Installing the Required Software Packages
- Oracle’s Virtual Box
- Vagrant automatic VM configuration
Note: If you already have either software package installed, makes sure that the versions are VirtualBox 4.3.28 (or later) and Vagrant 1.7.2 (or later)
Vagrant: to manage the VM
Vagrant is a tool to manage a env with your virtual machines. In cs190, it is used for build the env to learn the spark.
Vagranfile is a configure file with ruby to build the vm from the internet. the first time it would download the sparkvm to your disk to build the development env.

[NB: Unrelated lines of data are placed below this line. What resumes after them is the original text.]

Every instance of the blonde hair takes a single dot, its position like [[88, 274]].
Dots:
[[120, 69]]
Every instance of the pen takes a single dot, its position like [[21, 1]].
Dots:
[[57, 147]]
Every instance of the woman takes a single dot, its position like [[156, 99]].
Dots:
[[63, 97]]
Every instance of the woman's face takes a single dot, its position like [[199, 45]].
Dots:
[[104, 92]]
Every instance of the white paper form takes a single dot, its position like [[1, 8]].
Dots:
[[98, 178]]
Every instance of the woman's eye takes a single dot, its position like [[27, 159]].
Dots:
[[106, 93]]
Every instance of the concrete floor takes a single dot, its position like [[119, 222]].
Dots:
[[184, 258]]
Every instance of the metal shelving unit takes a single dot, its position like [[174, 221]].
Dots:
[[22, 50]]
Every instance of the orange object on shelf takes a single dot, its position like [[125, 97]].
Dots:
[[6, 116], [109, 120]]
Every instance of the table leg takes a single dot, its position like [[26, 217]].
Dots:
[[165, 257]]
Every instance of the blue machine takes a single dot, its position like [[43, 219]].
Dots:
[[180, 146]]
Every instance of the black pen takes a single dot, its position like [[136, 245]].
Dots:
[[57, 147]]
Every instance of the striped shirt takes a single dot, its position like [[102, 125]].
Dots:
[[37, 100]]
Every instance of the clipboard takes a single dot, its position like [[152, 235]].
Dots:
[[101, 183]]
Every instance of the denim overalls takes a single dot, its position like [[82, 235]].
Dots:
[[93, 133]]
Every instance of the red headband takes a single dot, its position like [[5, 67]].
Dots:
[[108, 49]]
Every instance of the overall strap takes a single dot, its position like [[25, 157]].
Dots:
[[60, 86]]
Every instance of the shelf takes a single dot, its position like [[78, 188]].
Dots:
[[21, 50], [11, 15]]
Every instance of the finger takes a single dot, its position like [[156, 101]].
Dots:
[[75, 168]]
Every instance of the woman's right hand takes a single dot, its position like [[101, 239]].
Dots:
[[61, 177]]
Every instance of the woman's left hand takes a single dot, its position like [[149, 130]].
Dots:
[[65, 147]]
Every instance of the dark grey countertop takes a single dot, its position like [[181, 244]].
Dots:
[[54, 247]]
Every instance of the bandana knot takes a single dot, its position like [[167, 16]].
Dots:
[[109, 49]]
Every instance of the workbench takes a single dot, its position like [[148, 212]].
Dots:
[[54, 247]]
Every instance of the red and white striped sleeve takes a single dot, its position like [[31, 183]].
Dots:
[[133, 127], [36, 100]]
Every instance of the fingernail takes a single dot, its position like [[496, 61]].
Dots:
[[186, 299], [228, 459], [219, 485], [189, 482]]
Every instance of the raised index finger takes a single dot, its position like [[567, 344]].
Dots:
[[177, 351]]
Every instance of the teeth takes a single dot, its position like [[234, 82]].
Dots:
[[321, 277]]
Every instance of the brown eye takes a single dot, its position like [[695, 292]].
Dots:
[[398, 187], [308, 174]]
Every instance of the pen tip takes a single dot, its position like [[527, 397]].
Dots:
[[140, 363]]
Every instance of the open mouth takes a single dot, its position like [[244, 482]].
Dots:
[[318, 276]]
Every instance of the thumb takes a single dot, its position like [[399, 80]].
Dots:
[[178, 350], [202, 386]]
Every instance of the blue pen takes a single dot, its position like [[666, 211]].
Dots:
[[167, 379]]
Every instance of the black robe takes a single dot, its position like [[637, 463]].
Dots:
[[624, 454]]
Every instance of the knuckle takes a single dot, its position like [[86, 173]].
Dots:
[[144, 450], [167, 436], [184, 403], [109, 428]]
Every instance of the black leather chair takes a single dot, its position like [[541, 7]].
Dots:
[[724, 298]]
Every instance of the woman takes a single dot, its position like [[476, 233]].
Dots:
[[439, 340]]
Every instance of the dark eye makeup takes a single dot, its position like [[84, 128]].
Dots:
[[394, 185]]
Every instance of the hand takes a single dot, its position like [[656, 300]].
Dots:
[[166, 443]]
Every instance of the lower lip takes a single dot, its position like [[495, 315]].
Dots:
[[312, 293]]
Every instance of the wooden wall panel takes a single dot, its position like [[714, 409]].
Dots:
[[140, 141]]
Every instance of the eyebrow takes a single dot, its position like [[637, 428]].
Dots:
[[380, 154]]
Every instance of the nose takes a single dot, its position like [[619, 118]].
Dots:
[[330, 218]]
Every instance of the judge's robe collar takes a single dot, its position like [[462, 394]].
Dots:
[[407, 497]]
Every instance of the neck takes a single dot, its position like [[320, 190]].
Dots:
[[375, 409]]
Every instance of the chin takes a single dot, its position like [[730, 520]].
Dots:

Using pyspark in the ipython notebook
when you build the spark development env, open you safari and enter the http://localhost:8001
Click the ‘upload’ button and upload the ML_lab1_review_student.ipynb then you can answer the problem in this notebook. The lab1 notebook is to review the linear algebra ,the foundation of the math , numpy and the lambda python expression that cs190 need .
The foundation of the numpy and lambda python expression is that i known , the key is the DenseVector. It is a class in pyspark.mllib.linalg. DenseVector is used to store arrays of value for use in pyspark. Note that the DenseVector store all value as np.float64.
The content of the week 1 is finished. Next, we will study the Pragramming in Spark by using pyspark. Good Luck!